Massimo Ranieri: "Charles Aznavour era il mio faro, da lui il dono di una canzone"

"Un gigante. 'L'istrione' è il testo che ho sentito più mio"

ROMA, 01 ottobre 2018, 18:09

di Giorgiana Cristalli

ANSACheck

Massimo Ranieri - Charles Aznavour - RIPRODUZIONE RISERVATA

Massimo Ranieri - Charles Aznavour - RIPRODUZIONE RISERVATA
Massimo Ranieri - Charles Aznavour - RIPRODUZIONE RISERVATA

"Con Charles Aznavour se ne va l'ultimo grande vecchio, un papà, il più grande, non esiste un altro gigante così": lo dice Massimo Ranieri all'ANSA commentando la notizia della scomparsa, a 94 anni, di quello che è considerato l'ultimo chansonnier francese e un monumento della musica mondiale. E rivela di avere ricevuto un dono nell'ultimo incontro, un testo da musicare per farne una canzone, rimasto nel cassetto.
    "La notizia della sua morte mi ha destabilizzato. Non c'è più nessuno che ci guidi. E' sempre stato un faro per me", aggiunge Ranieri con amarezza mista a malinconia. "I giovani neanche conoscono la grandezza dell'arte di Aznavour, non hanno tempo, vivono attaccati a cellulari, iPad, social... Io - aggiunge - ci ho parlato, ho avuto Charles accanto, ho cantato con lui. Sono stato fortunato".

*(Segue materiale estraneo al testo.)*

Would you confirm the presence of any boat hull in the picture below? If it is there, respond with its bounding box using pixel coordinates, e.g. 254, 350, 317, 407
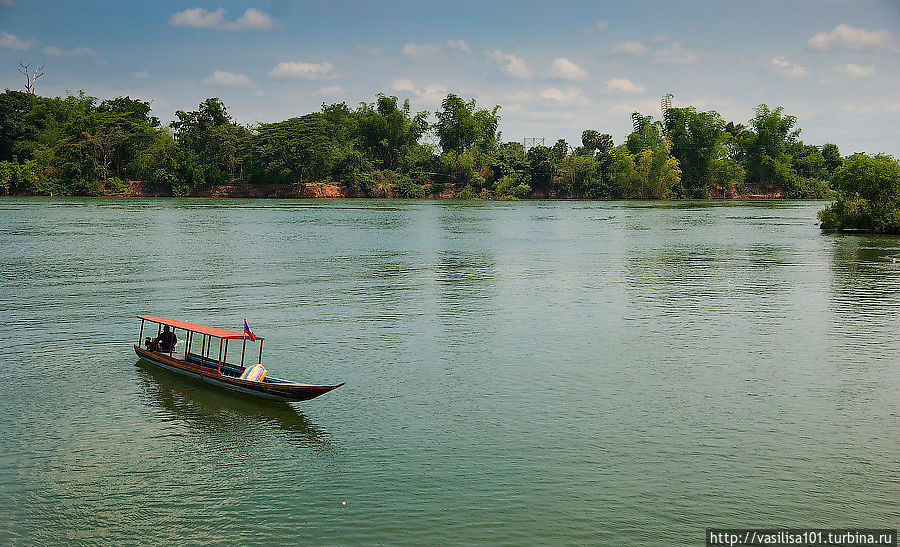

La canzone-manifesto 'L'istrione' lega in modo indissolubile Ranieri ad Aznavour. "In assoluto, la sento mia. Ho sempre guardato a lui come modello come chansonnier, mentre come cantante mi ispiravo a Sinatra e al grande nero, Ray Charles. Aznavour - ricorda Ranieri - era un talento, oltre che nella musica, anche al cinema, a teatro, come ballerino e scrittore. Mi sono sempre ispirato a lui. Tutti vorremo essere così, lui lo era veramente. 'L'istrione' fotografa in un attimo una straordinaria carriera". L'altra canzone del cuore, oltre a 'La Boheme', è 'Quel che si dice', "un capolavoro assoluto di circa 50 anni fa sull'omosessualità, in tempi in cui non era facile cantare di questo tema", osserva.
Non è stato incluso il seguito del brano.